The delay in examination of a Patent application leading to extraordinary delay in the granting of a Patent was challenged by the petitioner (Nittoo Denko Corporation) by way of writ to Delhi High court (Writ petition case no. 3742/2013). The main grievance of the petitioner was while the Patent Rules, 2003 (specifically Rule 24B) provides for a strict time line for examination and grant of patent these were not being followed. As a result the Patent term was reduced to 13 or 14 years as it would take 6 or 7 years for grant of a Patent.

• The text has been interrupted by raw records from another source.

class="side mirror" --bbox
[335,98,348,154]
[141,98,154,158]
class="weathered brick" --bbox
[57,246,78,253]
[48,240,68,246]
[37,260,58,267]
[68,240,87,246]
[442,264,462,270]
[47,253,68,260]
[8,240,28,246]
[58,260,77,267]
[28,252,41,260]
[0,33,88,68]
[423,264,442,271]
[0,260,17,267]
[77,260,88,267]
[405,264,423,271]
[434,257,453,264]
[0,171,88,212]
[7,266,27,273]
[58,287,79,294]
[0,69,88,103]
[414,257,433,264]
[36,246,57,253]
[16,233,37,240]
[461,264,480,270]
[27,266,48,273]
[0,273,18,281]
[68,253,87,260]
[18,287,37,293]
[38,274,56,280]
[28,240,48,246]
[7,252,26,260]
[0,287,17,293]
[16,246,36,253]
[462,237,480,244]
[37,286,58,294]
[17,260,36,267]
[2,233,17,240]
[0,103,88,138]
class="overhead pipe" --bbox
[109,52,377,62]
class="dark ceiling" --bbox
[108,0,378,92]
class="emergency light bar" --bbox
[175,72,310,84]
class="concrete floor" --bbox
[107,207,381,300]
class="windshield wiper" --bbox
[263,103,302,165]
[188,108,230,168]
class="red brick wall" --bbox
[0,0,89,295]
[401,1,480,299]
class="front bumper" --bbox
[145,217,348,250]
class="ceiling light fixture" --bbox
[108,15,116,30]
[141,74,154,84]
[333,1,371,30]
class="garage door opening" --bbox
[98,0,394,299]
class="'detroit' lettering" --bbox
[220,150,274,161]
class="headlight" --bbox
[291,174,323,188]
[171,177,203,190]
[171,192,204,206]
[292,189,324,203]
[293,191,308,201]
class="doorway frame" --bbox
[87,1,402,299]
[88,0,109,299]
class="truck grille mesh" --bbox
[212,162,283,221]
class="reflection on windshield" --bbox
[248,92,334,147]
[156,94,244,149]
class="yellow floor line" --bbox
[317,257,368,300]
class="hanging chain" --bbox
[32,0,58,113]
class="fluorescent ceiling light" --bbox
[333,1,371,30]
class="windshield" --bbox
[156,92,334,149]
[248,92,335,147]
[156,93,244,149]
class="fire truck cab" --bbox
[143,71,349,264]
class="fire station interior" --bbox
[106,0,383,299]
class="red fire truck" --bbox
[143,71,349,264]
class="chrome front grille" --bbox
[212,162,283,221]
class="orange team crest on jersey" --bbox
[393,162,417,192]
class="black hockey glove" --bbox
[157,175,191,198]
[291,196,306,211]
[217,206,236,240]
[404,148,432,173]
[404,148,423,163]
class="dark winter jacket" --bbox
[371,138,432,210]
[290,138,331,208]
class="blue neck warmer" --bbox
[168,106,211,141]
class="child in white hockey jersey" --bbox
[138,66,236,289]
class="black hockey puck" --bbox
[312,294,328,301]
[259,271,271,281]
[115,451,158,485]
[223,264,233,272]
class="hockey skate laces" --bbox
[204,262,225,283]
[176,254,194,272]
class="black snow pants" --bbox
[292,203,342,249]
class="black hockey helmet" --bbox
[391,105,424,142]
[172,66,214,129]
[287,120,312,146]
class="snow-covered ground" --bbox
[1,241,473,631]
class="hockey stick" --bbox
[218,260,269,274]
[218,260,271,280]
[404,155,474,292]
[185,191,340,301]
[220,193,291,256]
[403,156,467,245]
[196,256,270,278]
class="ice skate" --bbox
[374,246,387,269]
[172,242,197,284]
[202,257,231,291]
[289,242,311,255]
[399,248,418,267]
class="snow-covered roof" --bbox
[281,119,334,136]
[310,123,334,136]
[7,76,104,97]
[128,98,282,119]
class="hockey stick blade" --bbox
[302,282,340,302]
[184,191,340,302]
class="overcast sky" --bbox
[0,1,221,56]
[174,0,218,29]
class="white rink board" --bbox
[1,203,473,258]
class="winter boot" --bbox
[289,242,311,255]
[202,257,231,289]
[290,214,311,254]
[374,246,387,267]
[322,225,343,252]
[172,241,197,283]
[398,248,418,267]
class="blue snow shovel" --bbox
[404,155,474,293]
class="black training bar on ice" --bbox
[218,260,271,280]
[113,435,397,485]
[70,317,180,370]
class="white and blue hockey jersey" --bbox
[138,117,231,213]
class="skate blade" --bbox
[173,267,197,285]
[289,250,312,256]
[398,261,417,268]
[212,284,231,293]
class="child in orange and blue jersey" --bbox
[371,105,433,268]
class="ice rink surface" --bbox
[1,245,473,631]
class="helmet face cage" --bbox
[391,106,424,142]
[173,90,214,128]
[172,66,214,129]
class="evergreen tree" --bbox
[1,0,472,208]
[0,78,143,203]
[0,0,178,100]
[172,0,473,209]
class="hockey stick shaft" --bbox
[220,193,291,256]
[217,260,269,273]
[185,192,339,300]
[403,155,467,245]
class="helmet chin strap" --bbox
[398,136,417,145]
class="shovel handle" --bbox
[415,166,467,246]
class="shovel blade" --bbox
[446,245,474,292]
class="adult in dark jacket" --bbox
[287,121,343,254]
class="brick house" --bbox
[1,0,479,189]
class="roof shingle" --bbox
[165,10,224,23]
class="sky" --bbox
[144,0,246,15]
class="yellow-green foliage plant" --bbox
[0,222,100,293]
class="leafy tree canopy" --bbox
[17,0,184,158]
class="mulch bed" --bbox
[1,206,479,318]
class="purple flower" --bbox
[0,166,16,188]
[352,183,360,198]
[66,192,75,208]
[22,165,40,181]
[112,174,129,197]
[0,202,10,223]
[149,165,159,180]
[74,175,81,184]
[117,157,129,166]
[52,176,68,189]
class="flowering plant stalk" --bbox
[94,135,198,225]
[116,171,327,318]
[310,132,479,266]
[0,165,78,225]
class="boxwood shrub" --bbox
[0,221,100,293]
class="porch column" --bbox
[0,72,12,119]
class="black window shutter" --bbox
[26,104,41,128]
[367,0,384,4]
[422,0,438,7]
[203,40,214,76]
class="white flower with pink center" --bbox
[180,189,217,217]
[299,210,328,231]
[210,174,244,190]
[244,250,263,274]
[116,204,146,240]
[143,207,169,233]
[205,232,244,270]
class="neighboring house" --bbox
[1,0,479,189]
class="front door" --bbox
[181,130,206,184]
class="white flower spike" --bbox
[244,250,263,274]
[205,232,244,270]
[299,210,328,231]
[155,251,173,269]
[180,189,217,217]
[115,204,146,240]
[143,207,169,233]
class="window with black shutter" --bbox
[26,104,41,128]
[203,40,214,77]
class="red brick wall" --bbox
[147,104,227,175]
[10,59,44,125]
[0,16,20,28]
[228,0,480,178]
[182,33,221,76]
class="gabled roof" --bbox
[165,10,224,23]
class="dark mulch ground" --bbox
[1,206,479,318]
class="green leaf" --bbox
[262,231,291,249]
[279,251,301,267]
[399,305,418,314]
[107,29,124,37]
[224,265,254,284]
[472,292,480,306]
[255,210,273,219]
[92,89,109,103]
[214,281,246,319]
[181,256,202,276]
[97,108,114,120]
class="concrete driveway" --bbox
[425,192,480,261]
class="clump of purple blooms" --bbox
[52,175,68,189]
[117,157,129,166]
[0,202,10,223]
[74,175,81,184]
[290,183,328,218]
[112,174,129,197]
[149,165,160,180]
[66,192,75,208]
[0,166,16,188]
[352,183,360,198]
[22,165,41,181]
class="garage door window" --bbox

The petition resulted in the court examining this issue in detail and asking the Patent office to submit a plan for clearing backlog. A number of suggestions and steps were approved by the court as a part of this consultation process the focus which was a) time bound plan for filling the vacancies of the examiners and training of the newly recruited examiners b) implementation of scheme for Modernisation and Strengthening of Intellectual Property offices c) explore alternative methods of recruitment of examiners through UPSC, IITs and GATE/NET examinations d) implement the flexible complementing scheme to address and check high rate of attrition.
The court thereafter formed a second committee to examine the following issues:
- Whether waiver of maintenance fee for the delayed period or other measures could be considered to compensate patentees for the time consumed in the process?
- Whether examination of patents could be done out of turn under existing provisions of the Patent Act, 1970 and if so, under what circumstances?
The recently issued report of the second committee however does not seem to be in favour of waiving the maintenance fees or patent term extension for providing compensation to the patentees for the time consumed in the examination process.
In relation to expediting examination of patent application, the committee has proposed important suggestion(s), for Patentees to avail the benefit of expedited examination. Following are the highlights of such recommendation(s):
- Out of turn/expedited examination would be considered only when the applicant sets-up local manufacturing capabilities utilising the invention as disclosed in the specification. The aim of having such a provision is to contribute towards “public interest”. Thus, to avail this benefit, the party (applicant/assignee/licensee) should have either already started manufacturing the invention in India or undertake to manufacture within two years from
- That the applicant has sufficient available capital and facilities to manufacture the invention in India in sufficient quantity to meet the reasonable public requirement or that such capital and facility will be made available within a period of six months if a patent is granted;
- A statement from a bank/financial institution/ auditor in India with an evidence in support showing that the party has in possession the required available capital to undertake the manufacturing in sufficient quantity meeting the reasonable public requirement;
- The party obligates itself to manufacture the invention in India immediately upon the grant of the patent;
- Submission of agreement of the applicant or his assignee with the licensee (in case of a prospective manufacturer);
- The party has made a careful and thorough search of prior art and the same is submitted to the patent office;
- The invention relates to a single inventive concept with no more than five claims.
The party will be required to submit the status report of manufacturing the invention in India at every six months till the manufacturing commences in the sufficient quantity as committed at the time of filing a request.
The other procedural suggestions made in relation to the prosecution of application through expedited route are:
- While divisional application would be considered as a regular application and a separate request for expedited examination has to be made in case of availing the benefit.
- An applicant may also convert the already filed “Request for Examination” into expedited request by paying the difference in fees and submitting the required documents.
- The controller shall refer the application and specification to the examiner within one month from the date of request of expedited examination and the First Examination Report (FER) shall be issued within two months from the date of such request.
- The reply to FER shall be processed in the serial order of receiving.
To sum up, the stakeholders have mixed reaction to the recommendations. They are happy to note that there are serious deliberations on expediting the examination and addressing the backlog at the Patent office. However, to insist on local manufacturing as a pre-condition for expediting examination seems to make the provisions illusory and not yielding any serious benefits. Interestingly, a similar provision also exists in Japanese law to expedite examination in cases where an applicant or a licensee has already commercialized the invention or plans to commercialize the invention within two years from the filing date of a request for accelerated examination. However, there is no compulsion on local manufacture.